The report, which can be read here, is the culmination of talks that began at the Gene Editing Summit in Washington D.C. in December, 2015. The multi-day meeting was meant to be an initial step to start a conversation over gene editing, and included leaders from the U.S. as well as the United Kingdom and China, whose researchers are also heavily involved in studying the use of CRISPR on human genomes.
As we reported last year, the summit leaders concluded that while somatic cell genome editing—where edits are made to cells that are not involved in reproduction, and so can’t be passed down to future generations—should proceed. But they heavily cautioned against the use or CRISPR on germline cells—ones that can be passed down to future generations—as well as on human embryos.
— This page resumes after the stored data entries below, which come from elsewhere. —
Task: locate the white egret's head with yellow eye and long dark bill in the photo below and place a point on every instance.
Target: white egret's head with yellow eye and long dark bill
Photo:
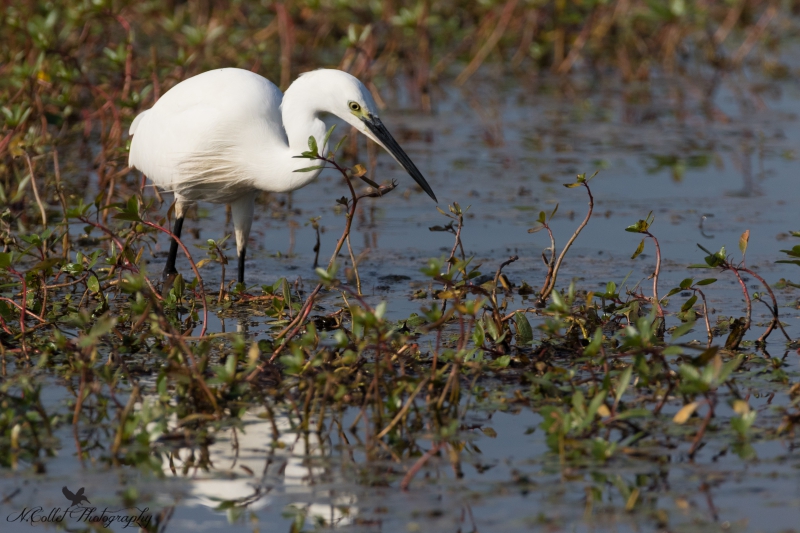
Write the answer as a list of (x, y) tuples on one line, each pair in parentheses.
[(347, 98)]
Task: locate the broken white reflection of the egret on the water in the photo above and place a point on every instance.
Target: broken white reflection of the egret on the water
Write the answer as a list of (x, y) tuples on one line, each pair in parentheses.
[(250, 468)]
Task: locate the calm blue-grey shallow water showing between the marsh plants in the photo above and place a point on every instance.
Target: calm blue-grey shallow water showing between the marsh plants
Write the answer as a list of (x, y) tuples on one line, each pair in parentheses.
[(683, 148)]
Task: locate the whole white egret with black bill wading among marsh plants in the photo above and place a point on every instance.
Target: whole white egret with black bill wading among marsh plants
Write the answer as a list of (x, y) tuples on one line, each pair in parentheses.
[(222, 135)]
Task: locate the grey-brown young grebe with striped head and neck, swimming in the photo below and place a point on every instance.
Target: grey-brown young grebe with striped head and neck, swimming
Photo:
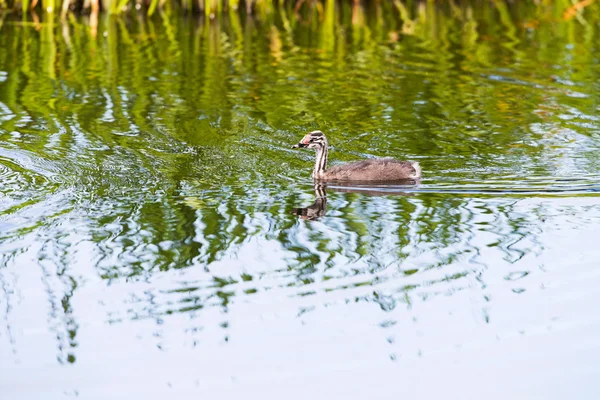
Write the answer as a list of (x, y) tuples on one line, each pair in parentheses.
[(373, 170)]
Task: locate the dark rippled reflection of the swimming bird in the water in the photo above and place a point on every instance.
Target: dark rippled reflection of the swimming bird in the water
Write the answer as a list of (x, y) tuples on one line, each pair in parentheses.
[(319, 207)]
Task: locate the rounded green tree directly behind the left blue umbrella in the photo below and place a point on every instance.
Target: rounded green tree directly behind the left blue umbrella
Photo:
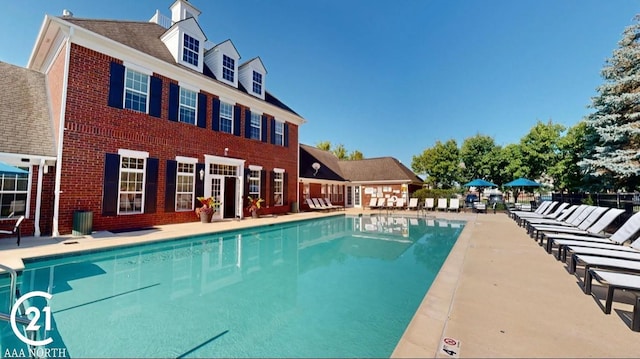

Research in this area was still in its infancy, they said, and more work needed to be done to better understand the risks before any experiments could proceed.
The committee’s latest report is not all that different from the one issued in 2015. However, their stance on editing embryos is more clear: The panel supports editing human embryos, but only under very specific circumstances. First, proper research needs to be conducted so that geneticists and doctors have a clear picture of the risks associated with this practice. Once that is understood, this editing should only be done to treat a disease or disability, and only if no other “reasonable alternatives” exist. Basically, if there is any other way to treat the embryo’s condition—including waiting until the baby is born and then successfully editing their non-reproductive cells to cure the disease—then doctors should go that route. This narrows down the potential candidates to a very small pool: those babies who are guaranteed to have an incurable disease based on their parents’ genes.
Though worries of “designer babies” still loom, even this caveat-filled acceptance of human embryo editing will take some time to bear fruit. Researchers still have to figure out how to minimize and eliminate “off-target effects”, where the technique edits the wrong area of the genome.
Even once the kinks are worked out (which will take at least a few years) it’s unlikely that any regulatory organization in the United States will allow the technique to be used for anything other than treating disease. As of right now, the government prohibits the Food and Drug Administration from reviewing research that involves heritable gene modification. Even so-called “three-parent babies”—which are produced with relatively tame gene-editing techniques (and not with CRISPR)—are off-limits in the country. One U.S. doctor recently traveled abroad to conduct such a procedure, which led to a seemingly healthy birth.
So it’s unlikely that designer babies or genetic enhancement clinics are going to pop up anytime soon. But CRISPR research is moving at a rapid pace. In fact, other countries, like China, that have fewer regulatory hurdles in place have already tested CRISPR out on human embryos (although not ones that could be fertilized and brought to term). It remains to be seen how quickly the United States and others will follow suit.